STORY: India grounded all six of the Boeing 787 Dreamliner aircraft operated by state-owned carrier Air India on Thursday (January 17) after the same decision was made by the U.S. Federal Aviation Administration (FAA).
India joined Japan, Europe and the United States in grounding Boeing Co’s 787, a day after a second incident involving battery failure caused one of the Dreamliner passenger jets to make an emergency landing.
The U.S. Federal Aviation Administration (FAA) said on Wednesday it would temporarily ground Boeing’s newest commercial airliner and insisted airlines would have to demonstrate the lithium ion batteries were safe before they could resume flying. It gave no details on when that might happen.
Following on the footsteps of the FAA, India’s Aviation Minister, Ajit Singh directed the country’s aviation watchdog the Directorate General of Civil Aviation (DGCA) to ground all the Dreamliners.
“What FAA has said is they have issued an advisory worldwide to ground all 787’s until they can prove batteries are safe. So basically what they are saying is that they will check all the systems on all planes because of this battery and I have directed the DGCA to ground all the Dreamliners here also,” Singh told reporters in New Delhi.
The aviation minister also said that Boeing would need to get clearance from the FAA and the DGCA before hitting the runway again.
“Boeing has to come up with a plan for FAA to test all their electrical systems and batteries and so when that plan comes up we will also test them. But basically first FAA has to approve that they are safe to fly,” Singh added.
It is the first such action against a U.S.-made passenger plane since the McDonnell Douglas DC-10 was grounded in 1979 after a deadly crash in Chicago, analysts said.
An aviation expert in India, Harshvardhan, said that the decision to ground the 787 was a precautionary one.
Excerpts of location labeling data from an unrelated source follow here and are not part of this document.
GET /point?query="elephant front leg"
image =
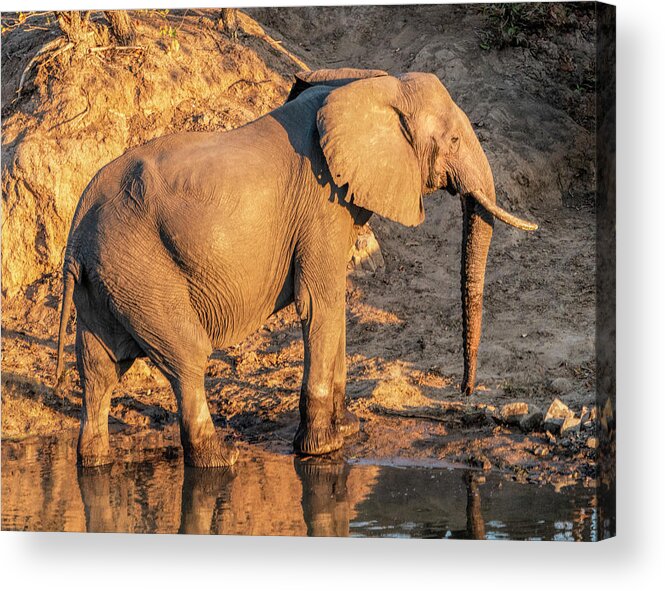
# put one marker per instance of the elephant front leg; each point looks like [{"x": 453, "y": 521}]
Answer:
[
  {"x": 316, "y": 432},
  {"x": 344, "y": 420}
]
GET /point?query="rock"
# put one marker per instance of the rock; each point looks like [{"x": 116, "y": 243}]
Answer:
[
  {"x": 607, "y": 416},
  {"x": 562, "y": 385},
  {"x": 570, "y": 425},
  {"x": 366, "y": 257},
  {"x": 512, "y": 413},
  {"x": 558, "y": 410},
  {"x": 555, "y": 416},
  {"x": 531, "y": 421},
  {"x": 552, "y": 425}
]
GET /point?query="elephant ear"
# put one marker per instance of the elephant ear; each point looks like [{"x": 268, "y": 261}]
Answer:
[
  {"x": 329, "y": 77},
  {"x": 365, "y": 137}
]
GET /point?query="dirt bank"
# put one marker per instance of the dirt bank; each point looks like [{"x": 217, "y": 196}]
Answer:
[{"x": 404, "y": 324}]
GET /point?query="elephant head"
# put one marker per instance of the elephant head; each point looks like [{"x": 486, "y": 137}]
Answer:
[{"x": 395, "y": 139}]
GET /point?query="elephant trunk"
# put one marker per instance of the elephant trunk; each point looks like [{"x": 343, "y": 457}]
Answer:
[{"x": 476, "y": 238}]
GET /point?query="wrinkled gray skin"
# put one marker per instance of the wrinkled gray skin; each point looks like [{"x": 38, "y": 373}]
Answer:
[{"x": 190, "y": 242}]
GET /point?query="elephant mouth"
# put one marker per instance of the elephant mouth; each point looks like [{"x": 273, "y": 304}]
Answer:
[{"x": 449, "y": 185}]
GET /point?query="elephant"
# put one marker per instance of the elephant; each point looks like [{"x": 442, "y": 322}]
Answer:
[{"x": 190, "y": 242}]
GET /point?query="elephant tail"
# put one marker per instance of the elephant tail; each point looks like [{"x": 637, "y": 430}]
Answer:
[{"x": 69, "y": 278}]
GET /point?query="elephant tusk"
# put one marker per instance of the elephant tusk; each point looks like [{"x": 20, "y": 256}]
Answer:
[{"x": 501, "y": 214}]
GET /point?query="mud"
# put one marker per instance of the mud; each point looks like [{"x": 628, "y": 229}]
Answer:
[
  {"x": 270, "y": 494},
  {"x": 404, "y": 322}
]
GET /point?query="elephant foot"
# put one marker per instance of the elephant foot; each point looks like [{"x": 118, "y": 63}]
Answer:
[
  {"x": 93, "y": 451},
  {"x": 348, "y": 424},
  {"x": 210, "y": 452},
  {"x": 317, "y": 441}
]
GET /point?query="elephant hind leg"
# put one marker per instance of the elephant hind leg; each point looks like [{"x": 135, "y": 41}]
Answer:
[
  {"x": 170, "y": 333},
  {"x": 344, "y": 421},
  {"x": 99, "y": 373}
]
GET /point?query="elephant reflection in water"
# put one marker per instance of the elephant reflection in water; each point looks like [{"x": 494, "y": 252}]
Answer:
[
  {"x": 95, "y": 486},
  {"x": 325, "y": 496},
  {"x": 327, "y": 508},
  {"x": 206, "y": 498},
  {"x": 475, "y": 524},
  {"x": 206, "y": 494}
]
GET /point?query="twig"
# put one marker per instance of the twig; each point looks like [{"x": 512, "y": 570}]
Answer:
[
  {"x": 254, "y": 82},
  {"x": 81, "y": 114},
  {"x": 410, "y": 415},
  {"x": 116, "y": 47},
  {"x": 48, "y": 47}
]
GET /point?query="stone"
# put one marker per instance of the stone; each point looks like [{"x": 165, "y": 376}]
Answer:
[
  {"x": 562, "y": 385},
  {"x": 592, "y": 442},
  {"x": 552, "y": 425},
  {"x": 558, "y": 410},
  {"x": 512, "y": 413},
  {"x": 531, "y": 421},
  {"x": 570, "y": 425},
  {"x": 366, "y": 257},
  {"x": 555, "y": 416}
]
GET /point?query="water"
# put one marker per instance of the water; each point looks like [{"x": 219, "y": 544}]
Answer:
[{"x": 151, "y": 491}]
“I think it’s more of a precautionary step and Boeing has to address these issues so India is only following what others have done because Air India has not faced any of these issues. So, I would rather believe that it’s more of an abundant precautionary step, which FAA and DGCA India have taken and Boeing has to address these issues,” said Harshvardhan.
The 787, which has a list price of $207 million, represents a leap in the way planes are designed and built, but the project has been plagued by cost overruns and years of delays. Some have suggested Boeing’s rush to get planes built after those delays resulted in the recent problems, a charge the company denies.
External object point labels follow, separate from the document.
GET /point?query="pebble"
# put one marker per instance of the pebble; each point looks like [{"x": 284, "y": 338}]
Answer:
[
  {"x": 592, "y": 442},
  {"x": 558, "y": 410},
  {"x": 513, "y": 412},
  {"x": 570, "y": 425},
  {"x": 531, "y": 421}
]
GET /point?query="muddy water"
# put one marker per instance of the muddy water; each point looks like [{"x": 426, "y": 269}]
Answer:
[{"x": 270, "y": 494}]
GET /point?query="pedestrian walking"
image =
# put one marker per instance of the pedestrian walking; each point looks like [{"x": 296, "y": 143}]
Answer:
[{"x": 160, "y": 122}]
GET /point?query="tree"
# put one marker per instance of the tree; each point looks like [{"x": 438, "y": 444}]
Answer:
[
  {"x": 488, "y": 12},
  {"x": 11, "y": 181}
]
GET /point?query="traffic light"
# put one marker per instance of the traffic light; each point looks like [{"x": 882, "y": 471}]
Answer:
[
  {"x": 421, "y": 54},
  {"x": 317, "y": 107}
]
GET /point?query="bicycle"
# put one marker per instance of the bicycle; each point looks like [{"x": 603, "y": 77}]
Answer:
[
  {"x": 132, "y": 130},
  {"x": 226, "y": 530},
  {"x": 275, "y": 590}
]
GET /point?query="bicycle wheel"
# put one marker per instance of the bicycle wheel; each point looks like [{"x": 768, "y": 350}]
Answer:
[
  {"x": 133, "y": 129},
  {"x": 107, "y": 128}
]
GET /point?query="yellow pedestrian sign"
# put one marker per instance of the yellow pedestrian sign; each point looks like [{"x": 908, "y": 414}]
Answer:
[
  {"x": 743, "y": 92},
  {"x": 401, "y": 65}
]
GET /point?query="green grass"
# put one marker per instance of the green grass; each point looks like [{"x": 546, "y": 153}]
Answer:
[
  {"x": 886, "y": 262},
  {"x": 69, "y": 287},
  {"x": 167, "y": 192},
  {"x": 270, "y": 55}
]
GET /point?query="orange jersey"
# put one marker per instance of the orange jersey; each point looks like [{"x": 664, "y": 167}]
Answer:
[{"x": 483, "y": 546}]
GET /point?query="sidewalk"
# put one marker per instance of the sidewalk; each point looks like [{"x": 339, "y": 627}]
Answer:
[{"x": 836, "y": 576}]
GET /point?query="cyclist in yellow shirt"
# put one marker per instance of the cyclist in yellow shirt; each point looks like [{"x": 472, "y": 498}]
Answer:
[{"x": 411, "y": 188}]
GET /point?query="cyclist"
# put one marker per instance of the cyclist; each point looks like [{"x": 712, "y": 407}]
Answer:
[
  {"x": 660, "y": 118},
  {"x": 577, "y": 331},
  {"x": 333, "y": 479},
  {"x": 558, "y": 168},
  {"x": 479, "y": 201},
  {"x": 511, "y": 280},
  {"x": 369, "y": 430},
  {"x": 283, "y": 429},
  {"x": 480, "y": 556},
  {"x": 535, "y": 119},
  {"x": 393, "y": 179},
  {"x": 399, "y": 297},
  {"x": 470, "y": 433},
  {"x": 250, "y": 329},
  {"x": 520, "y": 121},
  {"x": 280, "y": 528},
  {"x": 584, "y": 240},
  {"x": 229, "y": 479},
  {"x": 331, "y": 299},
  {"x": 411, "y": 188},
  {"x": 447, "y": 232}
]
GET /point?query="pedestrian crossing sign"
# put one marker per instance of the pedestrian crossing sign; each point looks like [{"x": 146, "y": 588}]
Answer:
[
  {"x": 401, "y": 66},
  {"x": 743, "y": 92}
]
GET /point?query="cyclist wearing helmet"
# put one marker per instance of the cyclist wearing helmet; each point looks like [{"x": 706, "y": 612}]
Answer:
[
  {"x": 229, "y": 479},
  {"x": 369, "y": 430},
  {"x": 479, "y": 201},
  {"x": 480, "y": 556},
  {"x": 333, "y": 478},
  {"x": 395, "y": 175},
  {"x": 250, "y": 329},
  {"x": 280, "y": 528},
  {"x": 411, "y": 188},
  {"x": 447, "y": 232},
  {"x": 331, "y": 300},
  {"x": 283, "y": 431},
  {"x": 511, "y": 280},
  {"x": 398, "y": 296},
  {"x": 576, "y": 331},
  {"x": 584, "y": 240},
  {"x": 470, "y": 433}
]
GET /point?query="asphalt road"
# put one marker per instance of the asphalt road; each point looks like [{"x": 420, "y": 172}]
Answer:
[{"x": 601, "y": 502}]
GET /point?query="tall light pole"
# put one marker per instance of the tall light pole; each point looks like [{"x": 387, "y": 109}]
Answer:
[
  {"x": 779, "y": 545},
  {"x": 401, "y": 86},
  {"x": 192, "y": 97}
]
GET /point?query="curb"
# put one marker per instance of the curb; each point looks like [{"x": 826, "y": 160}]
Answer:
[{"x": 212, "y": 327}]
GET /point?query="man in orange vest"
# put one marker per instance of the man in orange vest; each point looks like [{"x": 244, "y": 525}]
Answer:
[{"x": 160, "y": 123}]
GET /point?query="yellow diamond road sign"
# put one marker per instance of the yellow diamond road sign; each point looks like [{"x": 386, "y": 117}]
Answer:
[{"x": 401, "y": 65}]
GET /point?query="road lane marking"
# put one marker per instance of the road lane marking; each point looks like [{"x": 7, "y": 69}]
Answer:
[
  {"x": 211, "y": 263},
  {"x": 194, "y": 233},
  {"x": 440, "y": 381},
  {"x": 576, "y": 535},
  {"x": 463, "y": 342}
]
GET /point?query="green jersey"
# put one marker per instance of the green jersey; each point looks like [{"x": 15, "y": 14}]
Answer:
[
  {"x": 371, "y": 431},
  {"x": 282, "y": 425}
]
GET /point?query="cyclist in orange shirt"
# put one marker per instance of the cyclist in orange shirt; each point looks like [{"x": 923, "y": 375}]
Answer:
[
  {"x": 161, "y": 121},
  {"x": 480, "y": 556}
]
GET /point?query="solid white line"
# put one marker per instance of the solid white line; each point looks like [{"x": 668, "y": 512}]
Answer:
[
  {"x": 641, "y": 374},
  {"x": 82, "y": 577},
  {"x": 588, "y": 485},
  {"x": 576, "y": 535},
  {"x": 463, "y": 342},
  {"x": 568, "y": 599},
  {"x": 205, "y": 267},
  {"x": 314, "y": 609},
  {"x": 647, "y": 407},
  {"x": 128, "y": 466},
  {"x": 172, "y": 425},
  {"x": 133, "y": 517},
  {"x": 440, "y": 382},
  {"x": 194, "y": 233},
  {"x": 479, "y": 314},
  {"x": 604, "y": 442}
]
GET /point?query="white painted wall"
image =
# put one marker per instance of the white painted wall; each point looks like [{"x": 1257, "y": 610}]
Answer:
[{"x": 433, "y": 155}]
The use of new battery technology is among the cost-saving features of the 787, which Boeing says burns 20 percent less fuel than rival jetliners using older technology.
Former director of the DGCA, Kanu Gohain said that grounding was the first step to tackle any repeated safety problems in an airline.
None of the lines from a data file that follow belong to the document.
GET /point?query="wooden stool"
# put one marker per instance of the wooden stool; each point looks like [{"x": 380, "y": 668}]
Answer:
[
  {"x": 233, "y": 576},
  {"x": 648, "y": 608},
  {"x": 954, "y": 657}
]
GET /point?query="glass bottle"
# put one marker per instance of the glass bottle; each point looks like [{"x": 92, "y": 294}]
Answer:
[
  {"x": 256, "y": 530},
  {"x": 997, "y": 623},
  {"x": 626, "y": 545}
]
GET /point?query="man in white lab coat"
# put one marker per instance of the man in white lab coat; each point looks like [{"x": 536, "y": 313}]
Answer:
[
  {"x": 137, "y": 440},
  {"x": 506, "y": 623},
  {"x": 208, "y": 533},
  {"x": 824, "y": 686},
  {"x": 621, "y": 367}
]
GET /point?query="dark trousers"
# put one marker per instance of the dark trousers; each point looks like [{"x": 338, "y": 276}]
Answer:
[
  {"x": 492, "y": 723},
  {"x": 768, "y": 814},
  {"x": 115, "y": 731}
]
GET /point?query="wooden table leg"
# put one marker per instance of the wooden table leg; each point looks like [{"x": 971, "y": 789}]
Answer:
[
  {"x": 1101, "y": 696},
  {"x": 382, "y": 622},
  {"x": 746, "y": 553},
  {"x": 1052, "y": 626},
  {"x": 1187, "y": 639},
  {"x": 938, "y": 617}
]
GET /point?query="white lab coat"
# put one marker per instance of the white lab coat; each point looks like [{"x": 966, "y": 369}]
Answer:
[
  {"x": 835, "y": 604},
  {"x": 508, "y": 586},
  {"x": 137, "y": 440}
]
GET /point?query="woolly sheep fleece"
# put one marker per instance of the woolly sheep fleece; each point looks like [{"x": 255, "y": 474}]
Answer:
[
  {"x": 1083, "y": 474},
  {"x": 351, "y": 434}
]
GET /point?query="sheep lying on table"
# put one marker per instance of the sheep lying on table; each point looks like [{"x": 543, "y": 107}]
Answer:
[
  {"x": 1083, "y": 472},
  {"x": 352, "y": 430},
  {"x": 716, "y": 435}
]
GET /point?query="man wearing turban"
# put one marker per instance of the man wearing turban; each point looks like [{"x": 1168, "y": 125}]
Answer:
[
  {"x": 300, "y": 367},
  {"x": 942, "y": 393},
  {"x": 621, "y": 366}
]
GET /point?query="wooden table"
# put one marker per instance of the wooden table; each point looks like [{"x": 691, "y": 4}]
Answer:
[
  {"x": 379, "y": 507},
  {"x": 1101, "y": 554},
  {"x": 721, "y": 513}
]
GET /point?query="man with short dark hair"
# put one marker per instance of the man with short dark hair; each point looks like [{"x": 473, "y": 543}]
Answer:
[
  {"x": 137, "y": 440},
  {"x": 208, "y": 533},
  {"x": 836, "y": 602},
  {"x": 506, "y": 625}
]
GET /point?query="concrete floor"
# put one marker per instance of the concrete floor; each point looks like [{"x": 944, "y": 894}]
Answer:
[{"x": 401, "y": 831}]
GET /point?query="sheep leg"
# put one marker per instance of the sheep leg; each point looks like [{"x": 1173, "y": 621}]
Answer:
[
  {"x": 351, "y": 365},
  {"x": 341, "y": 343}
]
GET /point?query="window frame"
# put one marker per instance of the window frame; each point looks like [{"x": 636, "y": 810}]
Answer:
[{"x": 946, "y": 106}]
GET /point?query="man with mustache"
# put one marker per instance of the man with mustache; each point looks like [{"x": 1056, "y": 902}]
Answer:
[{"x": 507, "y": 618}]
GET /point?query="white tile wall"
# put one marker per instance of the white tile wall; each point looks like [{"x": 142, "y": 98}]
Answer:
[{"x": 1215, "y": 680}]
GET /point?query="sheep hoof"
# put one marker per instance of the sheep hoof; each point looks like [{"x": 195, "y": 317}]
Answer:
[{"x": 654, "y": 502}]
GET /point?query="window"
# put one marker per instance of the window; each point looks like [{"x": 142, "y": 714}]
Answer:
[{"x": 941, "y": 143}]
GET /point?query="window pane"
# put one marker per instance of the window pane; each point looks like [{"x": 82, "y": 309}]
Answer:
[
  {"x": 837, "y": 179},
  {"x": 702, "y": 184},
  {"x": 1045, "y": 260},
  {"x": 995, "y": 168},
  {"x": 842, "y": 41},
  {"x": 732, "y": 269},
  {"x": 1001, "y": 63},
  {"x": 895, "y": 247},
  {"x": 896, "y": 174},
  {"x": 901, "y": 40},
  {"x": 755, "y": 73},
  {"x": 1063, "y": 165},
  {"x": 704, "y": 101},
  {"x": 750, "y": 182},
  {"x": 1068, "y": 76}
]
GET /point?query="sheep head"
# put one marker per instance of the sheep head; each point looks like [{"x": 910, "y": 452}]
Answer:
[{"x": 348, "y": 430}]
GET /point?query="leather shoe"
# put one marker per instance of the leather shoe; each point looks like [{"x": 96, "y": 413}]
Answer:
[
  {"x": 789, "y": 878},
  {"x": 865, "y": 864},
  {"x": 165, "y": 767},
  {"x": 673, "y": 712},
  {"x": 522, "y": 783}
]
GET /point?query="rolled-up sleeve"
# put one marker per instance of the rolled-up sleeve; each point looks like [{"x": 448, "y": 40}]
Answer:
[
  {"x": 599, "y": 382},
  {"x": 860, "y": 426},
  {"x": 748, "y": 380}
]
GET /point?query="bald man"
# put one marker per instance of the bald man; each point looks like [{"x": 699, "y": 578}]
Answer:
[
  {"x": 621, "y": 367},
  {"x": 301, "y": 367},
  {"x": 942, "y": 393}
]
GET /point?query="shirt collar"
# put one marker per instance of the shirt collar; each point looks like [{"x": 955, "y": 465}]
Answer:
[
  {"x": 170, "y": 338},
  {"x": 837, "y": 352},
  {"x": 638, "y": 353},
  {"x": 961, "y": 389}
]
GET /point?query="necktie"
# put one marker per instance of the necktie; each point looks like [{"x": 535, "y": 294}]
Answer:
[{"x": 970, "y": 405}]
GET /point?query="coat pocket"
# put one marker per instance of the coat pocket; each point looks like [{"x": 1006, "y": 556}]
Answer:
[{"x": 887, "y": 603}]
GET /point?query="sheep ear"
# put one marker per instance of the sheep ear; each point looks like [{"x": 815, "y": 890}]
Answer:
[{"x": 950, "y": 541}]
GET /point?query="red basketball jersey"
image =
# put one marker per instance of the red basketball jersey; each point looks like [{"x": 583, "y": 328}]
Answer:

“This is the usual practice. Whenever aeroplanes are having repeated technical problems, impinging into safety, the reasons for such technical problems have to be first analysed, reviewed and degree of safety has to be introduced and then only normal operations can be resumed,” said Gohain in Guwahati city of northeastern Assam state.
In Asia, only the Japanese and Air India have the Dreamliner in service, but other airlines are among those globally to have ordered around 850 of the new aircraft. Chile-based LAN also grounded its three 787s in compliance with the FAA warning.
Barring a prolonged grounding or a severe and uncontained crisis, aircraft industry sources say there is no immediate threat of plane cancellations.
The Dreamliner’s problems could sharpen competition between Boeing and its European rival Airbus, which itself experienced a dip in sales for its A380 superjumbo following problems with wing cracks a year ago. The A380 crisis has since eased and most airlines report the aircraft are flying full.